Multivariate analyses tell us which employee, job and workplace characteristics are 'really' associated with unreasonable treatment but, for many purposes, we simply need to know where the most troubled workers can be found. Where would a trade union look for unreasonable treatment amongst large concentrations of its members? In which employment sectors should a government agency, or a professional body like the CIPD, concentrate its efforts to try to reduce ill-treatment in order to get value for money? Such interventions do not have to rely on sophisticated, multivariate analyses to know where to start. Bivariate analyses, which tell us who is more likely to experience unreasonable treatment for one variable at a time, can help with this.

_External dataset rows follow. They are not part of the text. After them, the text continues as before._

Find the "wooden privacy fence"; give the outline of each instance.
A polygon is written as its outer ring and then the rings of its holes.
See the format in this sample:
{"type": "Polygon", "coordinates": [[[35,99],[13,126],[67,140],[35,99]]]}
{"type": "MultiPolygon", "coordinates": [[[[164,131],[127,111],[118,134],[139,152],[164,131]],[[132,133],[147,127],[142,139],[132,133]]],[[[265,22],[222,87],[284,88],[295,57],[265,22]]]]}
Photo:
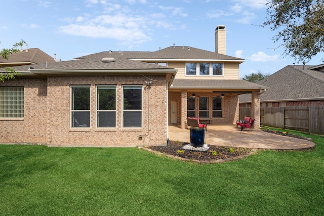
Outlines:
{"type": "MultiPolygon", "coordinates": [[[[240,108],[239,119],[251,116],[251,108],[240,108]]],[[[261,107],[261,125],[324,135],[324,106],[261,107]]]]}

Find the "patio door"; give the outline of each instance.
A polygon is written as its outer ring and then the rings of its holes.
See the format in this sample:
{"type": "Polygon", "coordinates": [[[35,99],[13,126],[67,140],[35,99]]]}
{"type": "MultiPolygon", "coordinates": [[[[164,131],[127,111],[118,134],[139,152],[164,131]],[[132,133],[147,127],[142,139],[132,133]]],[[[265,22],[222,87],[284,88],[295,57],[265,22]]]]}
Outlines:
{"type": "Polygon", "coordinates": [[[171,101],[171,123],[177,123],[177,102],[171,101]]]}

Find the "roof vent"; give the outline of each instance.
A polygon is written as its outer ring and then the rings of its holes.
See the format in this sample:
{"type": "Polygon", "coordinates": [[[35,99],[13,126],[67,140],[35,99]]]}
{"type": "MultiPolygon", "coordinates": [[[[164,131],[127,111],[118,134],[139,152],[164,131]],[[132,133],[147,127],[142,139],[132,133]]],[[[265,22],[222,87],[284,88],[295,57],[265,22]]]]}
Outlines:
{"type": "Polygon", "coordinates": [[[115,59],[113,58],[105,57],[101,59],[102,62],[113,62],[115,61],[115,59]]]}

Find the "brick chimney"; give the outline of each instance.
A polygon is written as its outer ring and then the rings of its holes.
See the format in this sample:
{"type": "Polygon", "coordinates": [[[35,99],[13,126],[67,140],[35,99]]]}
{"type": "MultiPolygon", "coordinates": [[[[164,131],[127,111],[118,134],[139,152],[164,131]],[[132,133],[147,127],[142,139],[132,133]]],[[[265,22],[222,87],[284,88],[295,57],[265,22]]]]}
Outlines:
{"type": "Polygon", "coordinates": [[[215,52],[226,55],[226,30],[225,30],[225,25],[219,25],[215,31],[215,52]]]}

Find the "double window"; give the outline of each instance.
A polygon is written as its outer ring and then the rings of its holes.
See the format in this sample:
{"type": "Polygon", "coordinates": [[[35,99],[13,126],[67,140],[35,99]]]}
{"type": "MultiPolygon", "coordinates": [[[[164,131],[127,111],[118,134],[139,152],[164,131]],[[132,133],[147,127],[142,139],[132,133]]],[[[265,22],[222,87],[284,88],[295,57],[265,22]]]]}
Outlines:
{"type": "Polygon", "coordinates": [[[90,126],[90,86],[72,86],[71,91],[72,127],[90,126]]]}
{"type": "Polygon", "coordinates": [[[97,87],[97,126],[116,127],[116,87],[97,87]]]}
{"type": "Polygon", "coordinates": [[[187,99],[187,117],[196,117],[196,99],[193,97],[187,99]]]}
{"type": "MultiPolygon", "coordinates": [[[[209,97],[199,97],[199,117],[209,117],[209,97]]],[[[187,116],[196,117],[195,110],[196,98],[189,97],[187,99],[187,116]]],[[[212,110],[212,118],[221,118],[222,116],[222,98],[220,97],[213,97],[213,109],[212,110]]]]}
{"type": "Polygon", "coordinates": [[[141,127],[142,87],[123,87],[123,127],[141,127]]]}
{"type": "Polygon", "coordinates": [[[222,98],[213,98],[213,117],[222,117],[222,98]]]}
{"type": "MultiPolygon", "coordinates": [[[[122,126],[141,127],[142,123],[142,86],[122,87],[122,126]]],[[[72,86],[71,125],[90,127],[91,100],[90,86],[72,86]]],[[[116,91],[115,85],[96,87],[97,127],[116,127],[116,91]]]]}
{"type": "Polygon", "coordinates": [[[24,87],[0,87],[0,118],[24,117],[24,87]]]}
{"type": "Polygon", "coordinates": [[[199,98],[199,117],[208,118],[209,109],[208,97],[199,98]]]}
{"type": "Polygon", "coordinates": [[[222,76],[223,64],[210,63],[186,63],[186,75],[222,76]]]}

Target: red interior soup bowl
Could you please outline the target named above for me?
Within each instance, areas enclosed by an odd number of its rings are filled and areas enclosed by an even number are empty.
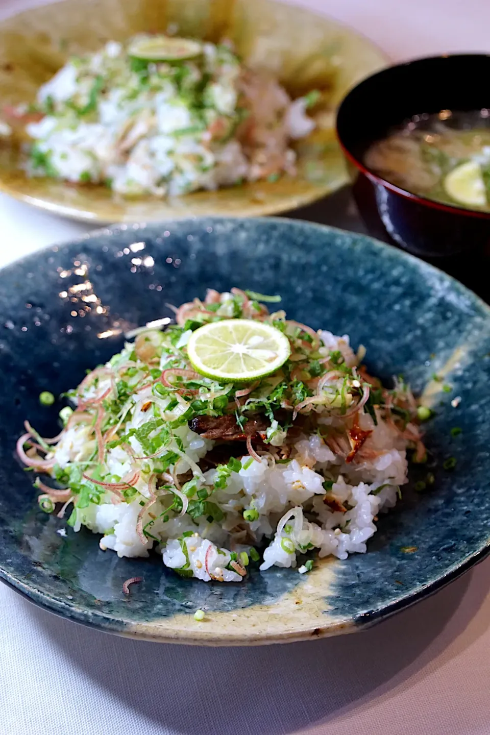
[[[472,161],[472,154],[466,156],[464,147],[455,157],[453,149],[444,146],[447,131],[450,135],[450,131],[457,131],[457,138],[459,131],[473,130],[473,144],[480,127],[482,151],[487,144],[487,132],[490,143],[490,87],[485,82],[489,78],[490,55],[419,59],[368,77],[344,99],[337,115],[337,135],[356,201],[372,234],[384,239],[388,235],[394,244],[427,257],[486,248],[490,242],[490,147],[480,156],[483,162],[473,166],[478,175],[469,185],[472,185],[474,196],[476,193],[477,198],[483,197],[486,201],[484,205],[475,206],[471,197],[469,204],[460,204],[446,189],[448,173]],[[439,141],[436,145],[442,146],[440,160],[439,148],[426,143],[428,136],[429,141],[433,141],[434,129]],[[372,157],[368,157],[371,158],[368,165],[367,154],[372,151],[373,145],[386,140],[396,130],[405,136],[403,141],[407,137],[421,141],[426,157],[428,151],[435,156],[428,169],[436,181],[433,188],[428,190],[426,186],[421,190],[413,185],[417,165],[410,159],[403,163],[406,175],[393,176],[392,161],[388,173],[386,167],[375,170]],[[439,201],[431,198],[433,191],[439,192],[435,195]]]

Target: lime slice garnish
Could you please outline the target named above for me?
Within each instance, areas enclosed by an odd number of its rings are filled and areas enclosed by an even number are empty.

For example, bivariate analysis shows that the non-UK born and non-Christians were less likely to experience unreasonable treatment. This is only what we would expect – when we know how much more likely it is that white employees will experience unreasonable treatment than Asian employees – but it does allow us to conclude that we shall be less likely to find troubled employees amongst those who we might have imagined would be vulnerable because they are migrants from outside United Kingdom. Bivariate analysis also suggested that, contrary to some of the things said in Chapter 1, if we want to find workers who have been unreasonably treated we had better ask men rather than women. While this may 'really' be because women earn less than men and are less likely to have managerial responsibilities, the fact remains that women are less likely to experience unreasonable treatment than men. In addition, bivariate analysis showed unreasonable treatment was more likely in workplaces with lower proportions of women. While this was not a very strong relationship, these may, once more, be the workplaces where we would expect to find more people with managerial responsibilities and/or higher incomes.

The conclusion that unreasonable treatment was more likely amongst male employees adds to the emerging picture of unreasonable treatment as an affliction of the comparatively privileged rather than the most vulnerable sections of the workforce. As a mild corrective to this, bivariate analysis also showed unreasonable treatment to be higher amongst recent employees, and this was probably because younger workers were a little more likely to experience it. Recent employees may be new entrants to the labour market – and are therefore more likely to be younger – and younger people change jobs more often anyway. Employers may well find this useful knowledge to consider when managing new recruits.

Bivariate analysis of job characteristics revealed that unreasonable treatment was more likely amongst full-time workers and those in associate professional, professional and technical jobs. This perhaps reflects the multivariate results for age, income and managerial duties. Similar factors may also explain why bivariate analysis showed that union members were more likely to report unreasonable treatment. As we have implied before, trade unions and others who want to target large numbers who experience unreasonable treatment should concentrate on core rather than peripheral workers: full-timers in fairly good jobs who are more likely to be union members already.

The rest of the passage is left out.